Chapter 4. Small-Object Allocation

This chapter discusses the design and that of implementation of a fast allocator for small objects. If you use this allocator, the extra cost of dynamically allocated objects compared with stack-allocated objects often becomes negligible.

In various places, Loki uses very small objects—as small as a few bytes. Chapter 5 (Generalized Functors) and Chapter 7 (Smart Pointers) use small objects heavily. For various reasons, polymorphic behavior being the most important, these small objects cannot be stored on the stack and must live on the free store.

C++ provides the operators new and delete as the primary means of using the free store. The problem is, these operators are general purpose and perform badly for allocating small objects. To give an idea of just how bad "badly" is when it comes to small objects, some standard free store allocators may perform up to an order of magnitude slower, and also eat up twice as much memory, as the allocator that is the subject of this chapter.

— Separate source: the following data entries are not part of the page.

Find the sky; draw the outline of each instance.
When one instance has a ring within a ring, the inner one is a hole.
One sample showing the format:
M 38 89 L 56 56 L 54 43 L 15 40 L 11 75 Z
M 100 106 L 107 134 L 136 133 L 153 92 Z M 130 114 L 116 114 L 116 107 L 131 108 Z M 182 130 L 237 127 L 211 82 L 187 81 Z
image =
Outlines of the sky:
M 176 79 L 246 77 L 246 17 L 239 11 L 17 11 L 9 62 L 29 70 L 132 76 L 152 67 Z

"Early optimization is the root of all evils," Knuth said, but on the other hand, "belated pessimization is the leaf of no good," according to Len Lattanzi. A pessimization of one order of magnitude in the runtime of a core object like a functor, a smart pointer, or a string can easily make the difference between success and failure for a whole project. The benefit of cheap, fast, dynamic allocation for small objects can be enormous because it allows you to apply advanced techniques without worrying about significant loss in performance. This provides a lot of incentive for looking into optimizing free store allocation for small objects.

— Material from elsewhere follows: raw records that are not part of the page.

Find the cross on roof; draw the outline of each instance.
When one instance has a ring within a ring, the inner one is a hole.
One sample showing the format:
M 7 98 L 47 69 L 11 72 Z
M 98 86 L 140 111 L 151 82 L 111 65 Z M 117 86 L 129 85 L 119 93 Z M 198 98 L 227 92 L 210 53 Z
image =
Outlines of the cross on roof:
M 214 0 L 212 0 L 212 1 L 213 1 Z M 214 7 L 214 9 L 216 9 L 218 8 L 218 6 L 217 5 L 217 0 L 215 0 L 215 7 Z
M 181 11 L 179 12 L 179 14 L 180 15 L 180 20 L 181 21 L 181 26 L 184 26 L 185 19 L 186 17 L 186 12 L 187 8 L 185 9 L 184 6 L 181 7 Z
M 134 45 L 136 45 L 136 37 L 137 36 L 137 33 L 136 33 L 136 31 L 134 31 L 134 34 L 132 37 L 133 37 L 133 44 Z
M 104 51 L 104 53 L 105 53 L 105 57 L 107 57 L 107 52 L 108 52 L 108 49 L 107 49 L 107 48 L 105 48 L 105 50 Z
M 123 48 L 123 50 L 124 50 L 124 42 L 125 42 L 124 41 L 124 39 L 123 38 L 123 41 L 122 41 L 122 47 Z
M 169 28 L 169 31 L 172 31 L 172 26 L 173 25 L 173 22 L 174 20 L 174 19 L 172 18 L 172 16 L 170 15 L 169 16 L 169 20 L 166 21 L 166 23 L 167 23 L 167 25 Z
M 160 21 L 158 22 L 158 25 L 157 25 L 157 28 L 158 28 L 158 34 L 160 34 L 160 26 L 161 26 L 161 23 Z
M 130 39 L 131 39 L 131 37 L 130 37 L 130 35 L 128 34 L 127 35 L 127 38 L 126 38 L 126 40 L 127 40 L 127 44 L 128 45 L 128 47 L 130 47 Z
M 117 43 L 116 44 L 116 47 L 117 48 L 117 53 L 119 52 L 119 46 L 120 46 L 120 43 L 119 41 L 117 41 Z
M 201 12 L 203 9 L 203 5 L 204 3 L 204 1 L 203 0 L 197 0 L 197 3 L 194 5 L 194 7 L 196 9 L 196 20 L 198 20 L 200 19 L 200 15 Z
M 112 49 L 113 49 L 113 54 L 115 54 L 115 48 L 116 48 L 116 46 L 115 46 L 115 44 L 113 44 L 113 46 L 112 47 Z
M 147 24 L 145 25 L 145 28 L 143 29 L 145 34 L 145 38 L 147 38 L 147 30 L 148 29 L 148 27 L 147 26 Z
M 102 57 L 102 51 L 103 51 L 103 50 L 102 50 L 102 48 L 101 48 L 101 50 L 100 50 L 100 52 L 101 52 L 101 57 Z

Many books on C++, such as Sutter (2000) and Meyers (1998a), mention the usefulness of writing your own specialized memory allocator. Meyers, after describing an implementation, leaves some details "in the form of the dreaded exercise for the reader," and Sutter sends you to "your favorite advanced C++ or general-purpose programming textbook." The book you're now reading doesn't pretend to become your favorite; however, this chapter does go down to the metal and implement a standard C++ custom allocator in every detail.

After reading this chapter, you will understand the subtle, interesting issues associated with tuning memory allocators. You will also know how to use Loki's heavy-duty small-object allocator, the workhorse of smart pointers and generalized functors.